Tuesday, May 10, 2022 10:00 - 11:00 AM

Amir Ghasmeian, postdoctoral research associate at Yale University, will present "Limits of model selection, link prediction, and community detection."

Abstract: Networks have attracted wide interest in the scientific community as a powerful tool for studying complex systems, which provide a trade-off between reality and generality. A common graph mining task is community detection, which seeks an unsupervised decomposition of a network into groups based on statistical regularities in network connectivity. On the other hand, the task of link prediction (predicting missing links) has become a standard for evaluating and comparing models of network structure, playing a role in networks that is similar to that of cross-validation in traditional statistical learning. Although many such algorithms exist, community detection and link prediction’s No Free Lunch theorems imply that no algorithm can be optimal across all inputs. However, little is known in practice about how different algorithms over- or under-fit to real networks, or how to reliably assess such behavior across algorithms. It has remained unknown whether a single best link predictor exists, how link predictability varies across methods and networks from different domains, and how close to optimality current methods are. In this talk I answer these important questions on the limitations of model selection, link prediction, and community detection on complex networks. I present a broad investigation of over- and under-fitting across 16 state-of-the-art community detection algorithms applied to a novel benchmark corpus of 572 structurally diverse real-world networks. I answer questions on optimal link prediction by systematically evaluating 203 individual link predictor algorithms, representing three popular families of methods, applied to a large corpus of networks. And finally, using arguments from statistical physics, I will present the detectability limits on community detection, where below this threshold, there is no efficient algorithm that can identify the communities better than chance, and propose two algorithms that are optimal in the sense that they succeed all the way down to this threshold.

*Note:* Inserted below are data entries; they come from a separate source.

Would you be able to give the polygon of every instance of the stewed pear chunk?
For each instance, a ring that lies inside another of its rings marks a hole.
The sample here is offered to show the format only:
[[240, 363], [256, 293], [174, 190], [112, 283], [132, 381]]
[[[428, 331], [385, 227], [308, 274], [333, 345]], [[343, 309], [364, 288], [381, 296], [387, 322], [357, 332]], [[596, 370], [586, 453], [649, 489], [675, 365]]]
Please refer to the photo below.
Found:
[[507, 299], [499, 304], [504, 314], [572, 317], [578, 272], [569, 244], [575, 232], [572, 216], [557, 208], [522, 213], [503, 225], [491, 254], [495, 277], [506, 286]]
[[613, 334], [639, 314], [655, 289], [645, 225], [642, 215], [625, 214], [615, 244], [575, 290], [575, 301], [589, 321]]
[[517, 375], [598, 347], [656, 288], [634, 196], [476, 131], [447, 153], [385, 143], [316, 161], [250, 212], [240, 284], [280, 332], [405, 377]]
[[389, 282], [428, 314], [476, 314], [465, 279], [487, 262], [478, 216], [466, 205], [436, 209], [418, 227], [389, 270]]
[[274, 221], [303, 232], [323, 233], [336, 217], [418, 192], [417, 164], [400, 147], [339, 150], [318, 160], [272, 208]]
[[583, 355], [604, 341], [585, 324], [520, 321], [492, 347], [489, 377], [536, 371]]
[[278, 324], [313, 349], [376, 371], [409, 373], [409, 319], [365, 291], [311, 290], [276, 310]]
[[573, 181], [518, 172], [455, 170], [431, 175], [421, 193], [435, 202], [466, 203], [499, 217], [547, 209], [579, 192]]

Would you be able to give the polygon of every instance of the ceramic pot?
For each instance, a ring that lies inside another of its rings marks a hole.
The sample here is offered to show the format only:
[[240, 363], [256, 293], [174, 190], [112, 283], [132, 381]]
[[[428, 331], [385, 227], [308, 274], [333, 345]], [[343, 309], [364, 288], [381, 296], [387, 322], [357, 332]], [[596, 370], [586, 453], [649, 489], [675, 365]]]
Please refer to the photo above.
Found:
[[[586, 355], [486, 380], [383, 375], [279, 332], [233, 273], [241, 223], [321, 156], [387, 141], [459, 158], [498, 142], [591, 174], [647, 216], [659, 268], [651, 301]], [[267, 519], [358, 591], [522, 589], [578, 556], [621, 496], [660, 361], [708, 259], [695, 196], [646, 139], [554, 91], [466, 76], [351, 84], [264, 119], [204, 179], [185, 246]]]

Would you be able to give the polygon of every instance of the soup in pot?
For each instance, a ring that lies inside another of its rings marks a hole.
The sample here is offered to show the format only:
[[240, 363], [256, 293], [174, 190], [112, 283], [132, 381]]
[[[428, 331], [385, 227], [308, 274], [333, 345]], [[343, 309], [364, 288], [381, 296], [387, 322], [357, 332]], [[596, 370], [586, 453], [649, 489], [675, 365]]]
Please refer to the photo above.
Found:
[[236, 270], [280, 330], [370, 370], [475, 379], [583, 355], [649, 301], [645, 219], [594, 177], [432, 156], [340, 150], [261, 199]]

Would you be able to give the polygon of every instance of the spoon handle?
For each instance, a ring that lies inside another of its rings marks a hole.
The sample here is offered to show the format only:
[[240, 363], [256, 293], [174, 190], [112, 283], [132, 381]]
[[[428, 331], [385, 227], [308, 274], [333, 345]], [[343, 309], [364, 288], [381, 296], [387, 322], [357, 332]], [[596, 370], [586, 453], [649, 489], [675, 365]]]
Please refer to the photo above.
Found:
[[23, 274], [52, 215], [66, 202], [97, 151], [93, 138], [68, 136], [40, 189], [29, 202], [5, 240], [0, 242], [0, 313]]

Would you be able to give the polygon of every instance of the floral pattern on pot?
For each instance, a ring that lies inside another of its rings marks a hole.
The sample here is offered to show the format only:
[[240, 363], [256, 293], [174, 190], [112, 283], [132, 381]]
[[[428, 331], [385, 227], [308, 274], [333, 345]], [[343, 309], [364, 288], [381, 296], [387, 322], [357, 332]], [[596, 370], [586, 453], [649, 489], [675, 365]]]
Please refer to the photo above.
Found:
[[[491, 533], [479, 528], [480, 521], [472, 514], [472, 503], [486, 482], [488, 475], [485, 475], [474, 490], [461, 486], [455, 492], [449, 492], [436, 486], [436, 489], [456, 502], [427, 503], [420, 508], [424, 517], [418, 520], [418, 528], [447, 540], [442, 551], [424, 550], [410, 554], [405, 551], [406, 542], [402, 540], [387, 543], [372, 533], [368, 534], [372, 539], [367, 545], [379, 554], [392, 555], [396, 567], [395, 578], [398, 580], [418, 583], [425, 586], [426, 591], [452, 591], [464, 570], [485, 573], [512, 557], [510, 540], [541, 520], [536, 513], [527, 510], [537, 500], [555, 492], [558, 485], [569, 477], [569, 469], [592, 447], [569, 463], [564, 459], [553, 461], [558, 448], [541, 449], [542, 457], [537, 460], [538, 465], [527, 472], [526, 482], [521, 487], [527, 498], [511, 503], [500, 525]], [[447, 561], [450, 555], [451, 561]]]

Amir Ghasmeian is a post-doctoral research associate at Yale University's Human Nature Lab, led by Nicholas Christakis, and an affiliate member of the Computational Social Science Lab at the University of Pennsylvania. He received his PhD from the University of Colorado Boulder, working with Aaron Clauset. His research interests lie in network science, statistical inference, causal inference, statistical physics, and machine learning. He is the recipient of the NSF/CRA/CCC Computing Innovation Award (CIFellow 2020), and his research has been published in top physics, computer science, and multidisciplinary scientific journals such as Physical Review X, TKDE, and PNAS.